In stores, that means store associates aren't just stocking shelves. They're "storytellers," Kaplan said. "In my past, people were very concerned about call-to-order ratio and how long were you on the phone. If clients come in and try on 20 pairs of shoes and stay for a half hour, that's a win," she said. "So, the most important asset is finding people who know how to build relationships with people not sell shoes."
One foot in front of the other
In many ways, M.Gemi is shaking up a sleepy but bountiful $18 billion global luxury shoe market. But, unlike some startups, it's not using emerging technology to do so. To Kaplan, virtual reality, augmented reality and artificial intelligence aren't things the brand is focusing on in its next stage.
"I want to make sure they're working on things that are innovative and brand enhancing and experience enhancing versus keeping the lights on," she said.
Monday drops will continue to be a staple as the company looks to expand internationally as a lifestyle brand.

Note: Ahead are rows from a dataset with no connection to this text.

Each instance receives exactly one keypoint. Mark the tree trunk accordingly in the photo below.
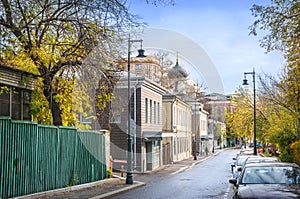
(56, 113)
(53, 105)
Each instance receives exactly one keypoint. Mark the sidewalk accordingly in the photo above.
(109, 187)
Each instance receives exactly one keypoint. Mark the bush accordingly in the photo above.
(295, 150)
(109, 173)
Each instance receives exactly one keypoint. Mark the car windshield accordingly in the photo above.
(241, 160)
(271, 175)
(258, 160)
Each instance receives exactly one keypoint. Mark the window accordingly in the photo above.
(154, 116)
(138, 68)
(150, 111)
(4, 101)
(146, 110)
(158, 113)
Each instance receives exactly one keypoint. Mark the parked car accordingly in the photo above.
(258, 159)
(268, 180)
(245, 152)
(239, 164)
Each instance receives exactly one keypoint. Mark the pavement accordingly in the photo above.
(117, 184)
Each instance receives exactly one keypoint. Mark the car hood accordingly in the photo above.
(269, 191)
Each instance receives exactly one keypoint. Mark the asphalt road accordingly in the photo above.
(208, 179)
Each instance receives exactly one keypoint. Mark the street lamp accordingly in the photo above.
(129, 179)
(245, 82)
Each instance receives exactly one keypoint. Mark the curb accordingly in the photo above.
(45, 194)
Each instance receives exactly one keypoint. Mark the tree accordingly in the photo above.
(55, 37)
(282, 21)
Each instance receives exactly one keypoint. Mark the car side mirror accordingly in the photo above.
(233, 181)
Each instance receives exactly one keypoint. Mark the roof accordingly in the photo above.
(177, 71)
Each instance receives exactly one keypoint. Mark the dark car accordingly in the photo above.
(258, 159)
(268, 180)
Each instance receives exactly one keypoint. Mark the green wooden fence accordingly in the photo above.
(37, 158)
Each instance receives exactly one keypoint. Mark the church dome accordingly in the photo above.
(177, 71)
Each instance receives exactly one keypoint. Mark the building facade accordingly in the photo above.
(16, 87)
(177, 129)
(146, 123)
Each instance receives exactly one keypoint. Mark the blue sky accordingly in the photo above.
(220, 29)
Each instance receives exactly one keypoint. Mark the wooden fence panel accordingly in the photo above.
(37, 158)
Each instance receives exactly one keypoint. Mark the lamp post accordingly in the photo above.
(129, 179)
(245, 82)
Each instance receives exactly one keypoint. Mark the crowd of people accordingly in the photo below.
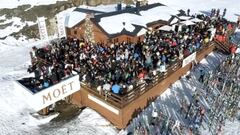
(122, 66)
(206, 108)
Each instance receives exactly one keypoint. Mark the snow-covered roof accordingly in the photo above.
(184, 17)
(196, 20)
(142, 32)
(187, 22)
(113, 24)
(158, 13)
(175, 20)
(165, 28)
(74, 18)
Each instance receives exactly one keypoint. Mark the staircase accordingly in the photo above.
(223, 46)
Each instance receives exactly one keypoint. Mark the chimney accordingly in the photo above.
(138, 4)
(119, 6)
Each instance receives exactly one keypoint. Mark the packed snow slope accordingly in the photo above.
(15, 113)
(205, 6)
(16, 3)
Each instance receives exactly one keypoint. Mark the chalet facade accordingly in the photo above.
(129, 24)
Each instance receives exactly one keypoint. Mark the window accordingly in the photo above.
(75, 32)
(115, 40)
(128, 39)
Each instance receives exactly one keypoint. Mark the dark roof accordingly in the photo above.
(84, 10)
(125, 32)
(133, 10)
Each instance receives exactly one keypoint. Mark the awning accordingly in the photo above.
(184, 17)
(188, 22)
(196, 20)
(165, 28)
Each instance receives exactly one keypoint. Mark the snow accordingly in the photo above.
(158, 13)
(113, 25)
(204, 6)
(16, 26)
(74, 18)
(184, 17)
(15, 115)
(16, 3)
(103, 8)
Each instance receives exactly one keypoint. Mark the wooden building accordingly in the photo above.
(128, 24)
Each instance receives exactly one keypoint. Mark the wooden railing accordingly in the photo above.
(129, 96)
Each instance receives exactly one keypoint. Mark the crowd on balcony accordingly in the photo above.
(119, 67)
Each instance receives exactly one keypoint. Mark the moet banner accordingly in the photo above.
(60, 25)
(42, 28)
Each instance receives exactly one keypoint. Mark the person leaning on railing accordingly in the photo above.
(120, 63)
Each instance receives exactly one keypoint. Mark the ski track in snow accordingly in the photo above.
(15, 118)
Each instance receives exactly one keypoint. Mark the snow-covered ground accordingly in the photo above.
(205, 6)
(16, 3)
(15, 118)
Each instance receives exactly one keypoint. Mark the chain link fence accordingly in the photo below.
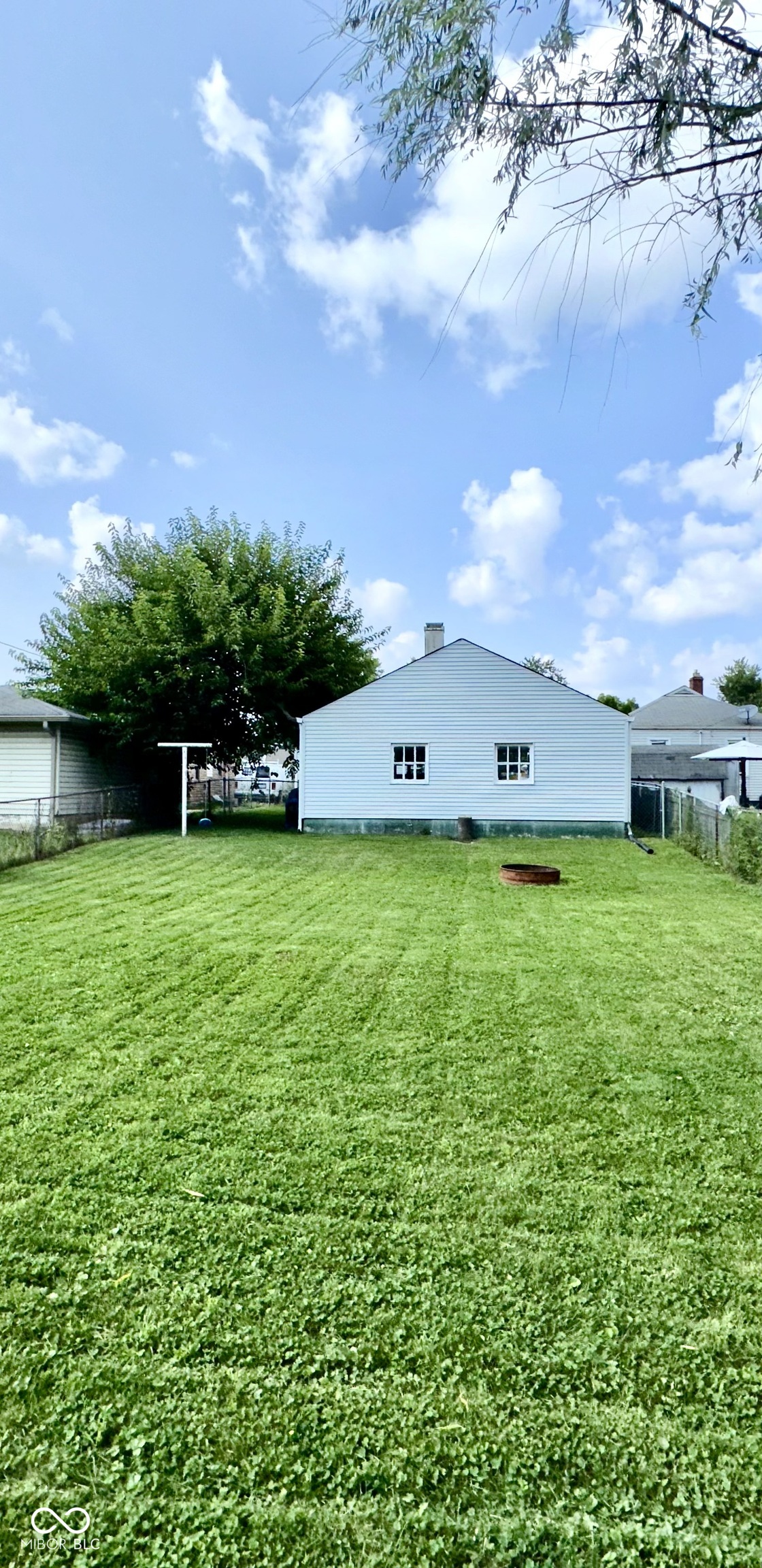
(668, 814)
(43, 826)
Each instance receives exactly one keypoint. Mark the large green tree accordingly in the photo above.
(740, 683)
(212, 634)
(673, 101)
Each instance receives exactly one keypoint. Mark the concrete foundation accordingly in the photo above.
(447, 828)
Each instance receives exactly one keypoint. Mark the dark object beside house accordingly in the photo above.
(531, 875)
(292, 810)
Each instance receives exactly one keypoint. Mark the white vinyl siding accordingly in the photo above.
(78, 769)
(463, 700)
(26, 761)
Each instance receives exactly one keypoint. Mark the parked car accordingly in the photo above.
(292, 808)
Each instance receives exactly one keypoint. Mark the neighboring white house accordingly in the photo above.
(668, 733)
(43, 751)
(465, 733)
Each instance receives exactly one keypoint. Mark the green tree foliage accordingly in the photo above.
(740, 683)
(676, 102)
(745, 847)
(544, 666)
(623, 704)
(214, 636)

M.Gemi, which has an office in Florence, is still in the process of researching markets with "a sensational appetite for Italian product," Kaplan said.
"In order to stand out we have to continue to reinvent how we tell our story, how we show our product, where we do it. You can never sort of coast," she said. "It's like, that worked yesterday, how do we continue to evolve that so we're staying ahead of the curve?"
Clarification: While Pitchbook pegs M.Gemi's venture capital funding total at $54 million, the company told Retail Dive it only raised $47.2 million, including $13.2 million in Series A, $18 million in Series B and $16 million in Series C.